Three-year-old Nishant cannot stop talking about the fruits his uncle brought him when he came over to his house in Delhi the other day. It’s been 48 hours since the visit, and 46 since the fruits were consumed. But he just cannot stop gushing to anyone who will listen — the security man, the clerk at the supermarket, his teacher and even his mother, who was present at the time – about the fruits and how they were all for him.
A few states down South in Bangalore, three-and-a-half-year-old Shanaya is running around the house putting stickers on every surface she can find. Her parents cannot believe how long she’s been sitting facing the cupboard, decorating the fish, mice, stars, and piggies, inventing a story around how the fish and the stars are flying together. “We just paid Rs 2,500 for a set of wooden blocks,” murmurs her mother shaking her head incredulously. “But a set of Rs 20 stickers is what’s keeping her busy for hours on end.
A little to the West in Mumbai, Ivaan’s parents Abha and Keshav are watching their son spin steel pots on the kitchen floor. They say nothing as they take in how the containers, same shape but different sizes, spin at the same speed but make different sounds and take varying lengths of time to stop. Their son invites them to try and gets cross when they fail to spin in the same capacity as him. He proceeds to demonstrate the technique – a gentle grip of the fingers, a subtle flick of the wrist – but they just cannot do it the way he does.
Parents love to give their children the best of toys because that’s just something you do, isn’t it? It also frustrates them to no end when their children, instead of building blocks just pick them one by one and fling them off the balcony. But there’s a genuine reason for why children don’t appreciate one set of toys for too long.
It is a well-established fact worldwide that the more toys children own, the less they play with them ( http://rense.com/general8/yots.htm ). This is especially true for children below the age of 5 years.
“When they have a large number of toys there seems to be a distraction element, and when children are distracted they do not learn or play well,” says Kathy Sylvia, professor of Educational Psychology at Oxford University.
Take a look at your child the next time she has a deluge of toys strewn around her. It’s most likely that she will spend a few moments with each toy before moving on to the next and then the next before getting bored entirely of them all and asking for your attention.
It is thus imperative that parents restrict their kids’ access to commercial toys and encourage their interest in elements found in nature. Like water and sand, for instance. If a child shows an interest in watering the plants or building hills and castles in the mud, it is important to let them run with it.

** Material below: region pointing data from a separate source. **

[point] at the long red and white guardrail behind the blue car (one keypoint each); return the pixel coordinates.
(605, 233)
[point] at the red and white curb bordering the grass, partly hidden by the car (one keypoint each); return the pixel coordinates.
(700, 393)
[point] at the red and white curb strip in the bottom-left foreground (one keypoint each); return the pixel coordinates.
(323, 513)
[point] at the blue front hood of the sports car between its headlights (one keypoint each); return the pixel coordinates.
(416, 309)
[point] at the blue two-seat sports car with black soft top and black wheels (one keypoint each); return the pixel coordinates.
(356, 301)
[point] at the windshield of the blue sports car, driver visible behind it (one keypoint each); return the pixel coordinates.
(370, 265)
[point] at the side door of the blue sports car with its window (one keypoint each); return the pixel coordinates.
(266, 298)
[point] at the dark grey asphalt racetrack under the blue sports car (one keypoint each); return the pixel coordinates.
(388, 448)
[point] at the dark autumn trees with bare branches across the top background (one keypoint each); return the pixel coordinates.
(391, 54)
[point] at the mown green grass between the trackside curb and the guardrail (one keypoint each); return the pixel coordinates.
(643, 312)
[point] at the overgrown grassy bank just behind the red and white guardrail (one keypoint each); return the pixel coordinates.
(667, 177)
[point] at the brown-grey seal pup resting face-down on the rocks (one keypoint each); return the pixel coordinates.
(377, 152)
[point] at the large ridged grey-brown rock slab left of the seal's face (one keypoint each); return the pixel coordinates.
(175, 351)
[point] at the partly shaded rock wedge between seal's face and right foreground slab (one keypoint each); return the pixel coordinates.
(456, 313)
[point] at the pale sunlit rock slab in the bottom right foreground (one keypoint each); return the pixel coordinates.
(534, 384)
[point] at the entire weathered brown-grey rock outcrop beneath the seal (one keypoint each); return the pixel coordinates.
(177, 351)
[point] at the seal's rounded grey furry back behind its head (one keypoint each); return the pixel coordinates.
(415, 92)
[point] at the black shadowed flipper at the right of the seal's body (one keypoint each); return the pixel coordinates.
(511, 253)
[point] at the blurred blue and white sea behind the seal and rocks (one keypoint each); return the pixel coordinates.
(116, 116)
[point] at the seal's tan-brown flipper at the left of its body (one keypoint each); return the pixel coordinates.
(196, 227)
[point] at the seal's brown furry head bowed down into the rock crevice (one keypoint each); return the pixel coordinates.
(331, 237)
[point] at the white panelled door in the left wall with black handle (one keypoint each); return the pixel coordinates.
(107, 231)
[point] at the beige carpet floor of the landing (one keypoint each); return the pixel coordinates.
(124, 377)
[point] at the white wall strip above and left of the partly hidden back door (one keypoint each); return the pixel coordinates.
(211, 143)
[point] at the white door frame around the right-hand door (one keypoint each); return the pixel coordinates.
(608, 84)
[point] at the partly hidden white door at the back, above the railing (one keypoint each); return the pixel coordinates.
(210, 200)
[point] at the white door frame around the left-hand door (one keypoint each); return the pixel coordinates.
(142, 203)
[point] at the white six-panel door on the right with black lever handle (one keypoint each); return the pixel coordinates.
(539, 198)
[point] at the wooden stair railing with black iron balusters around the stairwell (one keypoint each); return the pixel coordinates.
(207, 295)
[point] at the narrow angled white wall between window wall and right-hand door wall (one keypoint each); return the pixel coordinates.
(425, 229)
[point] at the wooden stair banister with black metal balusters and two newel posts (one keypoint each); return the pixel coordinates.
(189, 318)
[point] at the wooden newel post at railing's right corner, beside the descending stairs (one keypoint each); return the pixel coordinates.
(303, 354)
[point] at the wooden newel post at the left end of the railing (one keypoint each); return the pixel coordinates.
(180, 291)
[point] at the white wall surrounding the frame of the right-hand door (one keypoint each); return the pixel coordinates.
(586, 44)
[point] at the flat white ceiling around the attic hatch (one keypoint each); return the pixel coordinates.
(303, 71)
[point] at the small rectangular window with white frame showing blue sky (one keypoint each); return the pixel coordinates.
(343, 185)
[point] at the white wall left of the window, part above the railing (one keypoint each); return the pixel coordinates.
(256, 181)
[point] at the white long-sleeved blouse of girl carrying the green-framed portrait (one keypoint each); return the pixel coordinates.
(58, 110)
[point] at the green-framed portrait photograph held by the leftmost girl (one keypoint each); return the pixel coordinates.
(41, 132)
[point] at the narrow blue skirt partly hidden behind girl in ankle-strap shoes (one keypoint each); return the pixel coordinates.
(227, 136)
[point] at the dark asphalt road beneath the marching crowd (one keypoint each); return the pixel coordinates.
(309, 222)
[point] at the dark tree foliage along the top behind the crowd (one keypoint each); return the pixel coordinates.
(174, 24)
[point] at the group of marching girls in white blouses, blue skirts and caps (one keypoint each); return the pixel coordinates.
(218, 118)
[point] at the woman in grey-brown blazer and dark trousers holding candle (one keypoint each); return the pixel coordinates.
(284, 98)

Unfortunately, many parents tend to restrict outdoor access thinking that playing with water will cause a cold and that playing in the mud will lead to germs. But this is not necessarily true.
Colds and flu are known to help children build immunity, and there’s a likelihood of children catching them even without getting too close to the garden hose. And playing in the mud is safer than allowing your child to swim in that pool of balls in play areas because you don’t know the last time they were properly sanitized.
So the next time you walk past the shiny new Lego in a toy store or help your child unwrap a noisy, battery operated bus. Just ask yourself: are these objects actually making your child happy in the long term? Or you?
The answer lies in the last time you saw your child spend what felt like hours just immersed in an activity that left you stunned at their ability to stay busy for that long.